Además, la Meeple Factory mostró los juegos de mesa más populares con charlas y talleres para dar visibilidad a los juegos de mesa como una herramienta más para usar en el ámbito educativo para aprender jugando. 

En España la industria del videojuego tiene un gran impacto en la economía generando más de 30000 empleos al año de forma directa e indirecta y facturando unos 3.500 millones de euros al año lo que supone un 0,11% del PIB, según datos de la Asociación Española del Videojuego.  

Por lo que nos planteamos, cómo puede la industria del videojuego contribuir al propósito de las entidades sociales. 

La gamificación como herramienta de incidencia social 

La gamificación es una técnica en la que se usan elementos de los videojuegos para influir en el comportamiento de los usuarios. Se trata de intervenir en el pensamiento y en las técnicas del jugador para modificar su conducta psicológica y social. 

Por eso las entidades sociales pueden usar la gamificación como una herramienta más en sus campañas de incidencia social y política para fomentar el interés y la participación en sus actividades orientadas a cambiar percepciones o comportamientos sobre temas sociales. 

La clave está en que los videojuegos aportan una experiencia en primera persona, ayudan al jugador a aprender y a proporcionar soluciones rápidas a los problemas que se les plantean llevándolos a la acción y a cambiar su comportamiento. 

La captación de fondos 

Además los juegos potencian la creatividad y el espíritu aventurero. La participación es esencial en el juego y esa experiencia es una de las más eficientes para tomar decisiones. Por lo que aplicar las técnicas de gamificación en las estrategias de captación de fondos de las organizaciones sociales es una idea muy innovadora y positiva porque:

  • Se incrementa el grado de implicación de los donantes potenciales 
  • Se genera una participación activa y positiva 
  • Es una oportunidad para transmitir valores, educar y concienciar a través del juego 
  • Es una oportunidad para llegar a un público más jóven y poner en valor el uso de las TICs en proyectos solidarios. 

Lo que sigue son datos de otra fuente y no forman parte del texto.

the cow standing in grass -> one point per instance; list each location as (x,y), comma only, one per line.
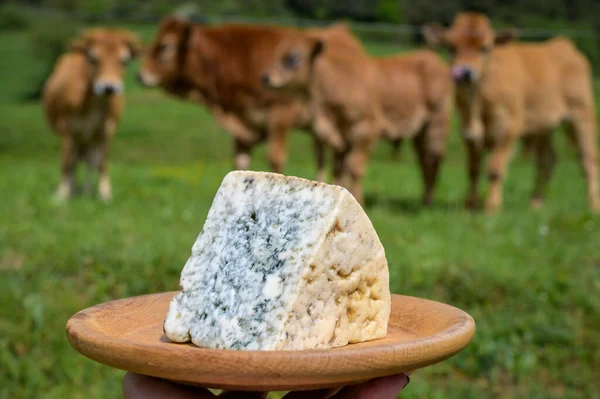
(508,91)
(220,67)
(355,99)
(83,102)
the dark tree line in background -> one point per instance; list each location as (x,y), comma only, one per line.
(51,23)
(514,12)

Videojuegos sin fronteras 

Por ejemplo, la empresa Videojuegos Sin Fronteras, una iniciativa española puesta en marcha por un grupo de jóvenes que creen que los videojuegos pueden cambiar el mundo para mejor, ha participado en proyectos para dar a conocer el desarrollo sostenible, ayudar a los niños y niñas sirias a mejorar su capacidad lectora y han creado juegos para que los más pequeños aprendan inglés.

Además en Granada, existe la asociación de desarrolladores de videojuegos, una organización sin ánimo de lucro que organiza eventos con personas interesadas en difundir y desarrollar el potencial que los videojuegos tienen para hacer una aportación positiva a la sociedad.